I am not opposed to woman suffrage on the conventional ground that she is not equal to it. I see neither physical, psychological, nor mental reasons why woman should not have the equal right to vote with man. But that cannot possibly blind me to the absurd notion that woman will accomplish that wherein man has failed. If she would not make things worse, she certainly could not make them better. To assume, therefore, that she would succeed in purifying something which is not susceptible of purification is to credit her with supernatural powers. Since woman’s greatest misfortune has been that she was looked upon as either angel or devil, her true salvation lies in being placed on earth, namely, in being considered human and therefore subject to all human follies and mistakes. Are we, then, to believe that two errors will make a right? Are we to assume that the poison already inherent in politics will be decreased if women were to enter the political arena? The most ardent suffragists would hardly maintain such a folly.
As a matter of fact, the most advanced students of universal suffrage have come to realize that all existing systems of political power are absurd, and are completely inadequate to meet the pressing issues of life. This view is also borne out by a statement of one who is herself an ardent believer in woman suffrage, Dr. Helen L. Sumner. In her able work Equal Suffrage, she says, “In Colorado we find that equal suffrage serves to show in the most striking way the essential rottenness and degrading character of the existing system.”
But, say our suffrage devotees, look at the countries and states where female suffrage exists. See what woman has accomplished—in Australia, New Zealand, Finland, the Scandinavian countries, and in our own four states Idaho, Colorado, Wyoming, and Utah.
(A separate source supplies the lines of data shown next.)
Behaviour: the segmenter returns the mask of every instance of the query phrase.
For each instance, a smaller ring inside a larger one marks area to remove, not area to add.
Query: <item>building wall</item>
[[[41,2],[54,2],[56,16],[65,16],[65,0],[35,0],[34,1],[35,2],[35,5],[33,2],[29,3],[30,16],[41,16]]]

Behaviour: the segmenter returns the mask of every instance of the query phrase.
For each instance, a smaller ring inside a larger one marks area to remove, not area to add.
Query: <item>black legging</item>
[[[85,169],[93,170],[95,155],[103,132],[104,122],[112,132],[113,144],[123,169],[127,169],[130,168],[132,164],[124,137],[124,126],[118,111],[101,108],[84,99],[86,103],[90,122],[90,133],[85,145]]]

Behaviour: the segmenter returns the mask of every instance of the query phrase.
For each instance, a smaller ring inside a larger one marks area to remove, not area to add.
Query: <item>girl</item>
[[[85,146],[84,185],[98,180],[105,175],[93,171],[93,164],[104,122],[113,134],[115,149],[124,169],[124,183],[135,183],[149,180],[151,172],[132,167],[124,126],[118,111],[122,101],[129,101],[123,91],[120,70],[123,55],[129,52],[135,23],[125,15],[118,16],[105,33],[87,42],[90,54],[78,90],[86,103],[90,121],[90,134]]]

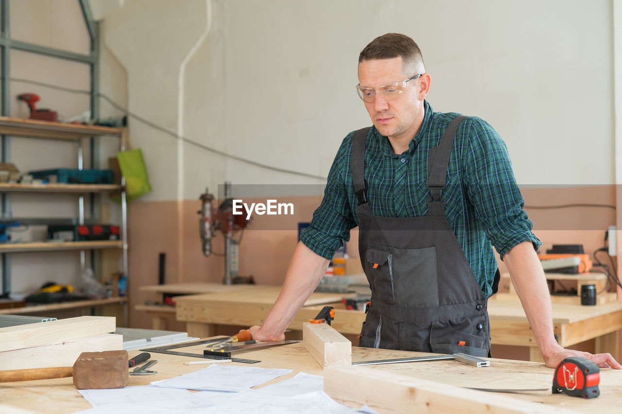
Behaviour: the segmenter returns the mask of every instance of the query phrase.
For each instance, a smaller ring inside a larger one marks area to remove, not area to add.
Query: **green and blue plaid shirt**
[[[382,217],[427,215],[430,191],[425,183],[428,150],[439,144],[458,115],[434,113],[426,101],[417,135],[401,154],[372,127],[367,136],[365,180],[371,211]],[[330,259],[350,231],[358,225],[358,204],[350,170],[352,137],[343,139],[328,173],[322,204],[300,236],[316,254]],[[492,246],[503,258],[524,241],[541,244],[522,209],[524,201],[512,172],[508,149],[499,134],[476,117],[463,121],[456,132],[443,190],[445,214],[486,297],[492,294],[497,269]]]

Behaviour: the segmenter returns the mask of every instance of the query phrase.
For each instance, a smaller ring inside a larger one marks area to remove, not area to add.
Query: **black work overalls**
[[[364,180],[368,128],[355,133],[351,170],[358,199],[359,252],[371,288],[360,346],[487,356],[487,301],[445,216],[442,191],[457,117],[428,153],[428,215],[374,216]]]

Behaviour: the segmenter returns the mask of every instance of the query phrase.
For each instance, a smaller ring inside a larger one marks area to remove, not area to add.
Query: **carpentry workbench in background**
[[[176,307],[139,305],[135,308],[147,311],[153,318],[152,329],[164,329],[164,320],[176,313],[177,320],[186,323],[185,330],[188,335],[205,338],[213,334],[213,327],[216,324],[239,325],[246,328],[250,326],[249,323],[261,324],[279,297],[281,288],[281,286],[227,286],[215,283],[147,286],[141,288],[141,290],[167,295],[176,293],[202,294],[175,297]],[[337,306],[341,305],[343,298],[355,296],[355,293],[314,292],[305,302],[289,329],[302,329],[301,323],[315,317],[322,309],[322,305],[330,304]],[[353,316],[351,324],[340,326],[348,332],[356,330],[358,334],[361,331],[360,315],[354,314]]]
[[[254,290],[247,288],[176,297],[177,307],[171,306],[169,311],[175,309],[177,320],[187,323],[189,335],[202,338],[209,336],[216,324],[241,327],[262,324],[280,290],[281,287],[255,287]],[[498,293],[488,301],[492,343],[529,347],[530,360],[541,361],[520,301],[508,295]],[[296,315],[289,329],[301,329],[302,323],[313,318],[322,309],[321,305],[332,301],[333,303],[330,304],[337,308],[340,305],[337,302],[343,296],[343,293],[313,293]],[[361,332],[364,317],[361,311],[339,309],[332,326],[342,334],[356,335]],[[553,303],[553,322],[555,333],[562,346],[595,338],[596,352],[608,352],[614,357],[620,356],[618,331],[622,329],[622,301],[595,306]]]
[[[204,346],[180,348],[176,351],[192,353],[200,353],[205,349]],[[133,357],[141,351],[134,353],[130,351],[130,357]],[[248,351],[236,354],[238,357],[259,359],[261,362],[248,365],[231,363],[243,366],[261,367],[264,368],[283,368],[294,370],[293,372],[280,377],[264,385],[280,382],[291,378],[299,372],[315,375],[323,375],[315,360],[304,348],[302,343],[292,344],[272,348],[264,348],[256,351]],[[428,355],[420,352],[389,351],[386,349],[373,349],[369,348],[352,348],[352,361],[369,361],[403,358],[413,356]],[[129,386],[148,385],[152,381],[172,378],[187,374],[207,366],[185,366],[183,362],[195,359],[189,357],[152,353],[152,359],[158,361],[154,366],[158,373],[152,375],[136,375],[129,378]],[[551,393],[550,390],[554,370],[546,368],[542,364],[527,361],[516,361],[503,359],[491,359],[490,367],[476,368],[471,366],[461,364],[455,361],[435,361],[405,364],[391,364],[367,367],[352,367],[352,369],[361,368],[360,372],[366,374],[368,381],[374,384],[374,378],[384,374],[401,374],[415,377],[424,380],[429,380],[443,384],[458,387],[475,387],[480,388],[503,389],[547,389],[547,391],[530,392],[524,394],[510,394],[498,393],[483,393],[473,391],[481,395],[481,401],[494,398],[491,395],[503,395],[519,405],[521,402],[537,402],[542,403],[541,412],[553,412],[556,409],[563,408],[571,412],[615,413],[619,412],[620,402],[622,401],[622,372],[612,369],[603,369],[600,374],[600,396],[596,398],[586,400],[569,397],[565,394]],[[332,369],[329,368],[328,369]],[[325,372],[326,375],[331,375],[330,372]],[[328,377],[326,376],[326,378]],[[261,385],[263,386],[263,385]],[[260,387],[261,387],[260,386]],[[340,384],[339,387],[345,389],[351,387],[351,383]],[[328,390],[325,390],[328,392]],[[338,390],[332,389],[328,392],[338,392]],[[401,402],[401,398],[412,397],[415,393],[411,390],[410,395],[397,395],[391,400],[390,407],[393,410],[401,409],[401,412],[415,412],[417,407],[407,406]],[[443,392],[442,387],[438,390]],[[383,397],[386,399],[390,395],[391,390],[386,390],[381,385],[378,385],[377,392],[368,396],[368,401],[353,401],[347,405],[358,408],[363,404],[368,403],[372,408],[380,413],[387,412],[374,406],[374,398]],[[448,393],[448,397],[450,397]],[[436,403],[442,402],[432,401],[424,407],[427,410],[434,411]],[[40,380],[24,382],[10,382],[0,384],[0,412],[4,414],[11,413],[11,408],[16,408],[15,412],[21,414],[34,412],[49,414],[73,413],[91,407],[73,387],[71,378],[53,380]],[[515,407],[508,407],[508,411]],[[17,411],[17,410],[27,411]],[[438,412],[438,410],[436,410]],[[469,414],[476,412],[468,405],[465,405],[461,413]],[[503,410],[491,410],[489,412],[503,412]]]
Distance lends enchantment—or, to quote a Polish formula—“it is well where we are not.” Thus one would assume that those countries and states are unlike other countries or states, that they have greater freedom, greater social and economic equality, a finer appreciation of human life, deeper understanding of the great social struggle, with all the vital questions it involves for the human race.
The women of Australia and New Zealand can vote and help make the laws. Are the labor conditions better there than they are in England, where the suffragettes are making such a heroic struggle? Does there exist a greater motherhood, happier and freer children than in England? Is woman there no longer considered a mere sex commodity? Has she emancipated herself from the puritanical double standard of morality for men and women? Certainly none but the ordinary female stump politician will dare answer these questions in the affirmative.